# Microsoft Office Application Help - Excel Help forum > Excel Formulas & Functions >  >  Countifs with multiple criteria in single criteria range

## MCP313

I am trying to use the countifs function to get a result. In my case there are multiple expressions that I want in a single criteria range.  However, when I create the second expression the count goes to zero.

EX: COUNTIFS(M1:M75, "C") yields count of 17

COUNTIFS (M1:M75, "C", M1:M75, "A") yields count 0

Is there a rule that you can not count multiples against the same criteria range?

----------


## DonkeyOte

Correct, it is in effect an AND clause and a cell cannot be both C & A simultaneously hence 0.

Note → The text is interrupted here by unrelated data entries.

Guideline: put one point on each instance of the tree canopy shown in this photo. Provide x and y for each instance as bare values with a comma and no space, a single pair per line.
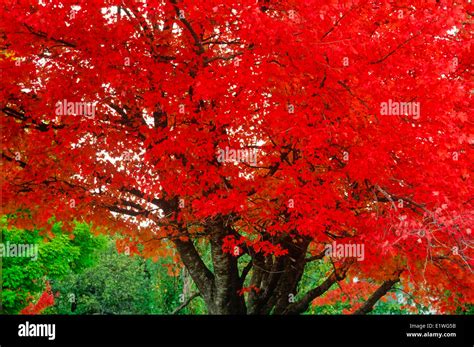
268,130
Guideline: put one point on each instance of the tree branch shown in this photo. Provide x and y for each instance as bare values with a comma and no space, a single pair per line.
186,303
368,306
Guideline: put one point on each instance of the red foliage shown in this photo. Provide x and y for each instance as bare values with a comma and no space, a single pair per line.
302,83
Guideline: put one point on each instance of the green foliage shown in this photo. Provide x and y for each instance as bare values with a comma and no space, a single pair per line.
117,284
24,279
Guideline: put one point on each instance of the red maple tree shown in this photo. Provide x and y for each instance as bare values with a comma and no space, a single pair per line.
266,128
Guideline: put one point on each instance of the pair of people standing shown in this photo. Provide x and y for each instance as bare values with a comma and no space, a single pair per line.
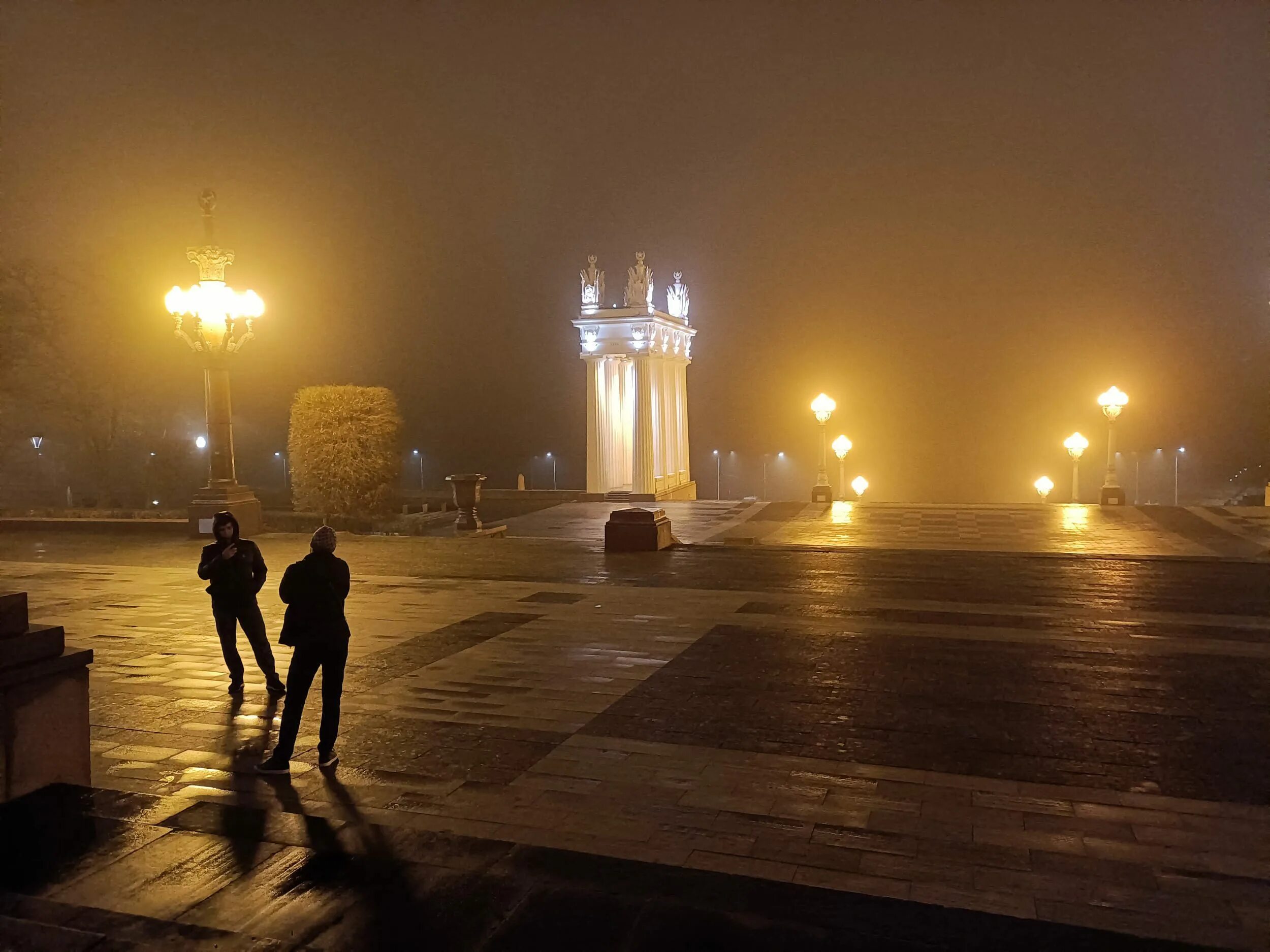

=SUM(COUNTIF(M1:M75,{"C","A"}))

----------


## MCP313

Many thanks, that did the trick!!   :Smilie:

----------


## a1b2c3d4e5f6g7

=SUM(COUNTIF(M1:M75,{"J21","K22"})

Is there an option to let the red section shift to J22 and K23 if you go to the next cell?

----------


## a1b2c3d4e5f6g7

=SUM(COUNTIF(M1:M75,{"J21","K22"})

Is there an option to let the red section shift to J22 and K23 if you go to the next cell?

----------


## icestationzbra

since your input parameter cells (red section in your example) are sharing neither row nor column, it is probably best to split the formula this way:

=sum(countif($m$1:$m$75,$j21),countif($m$1:$m$75,$k22))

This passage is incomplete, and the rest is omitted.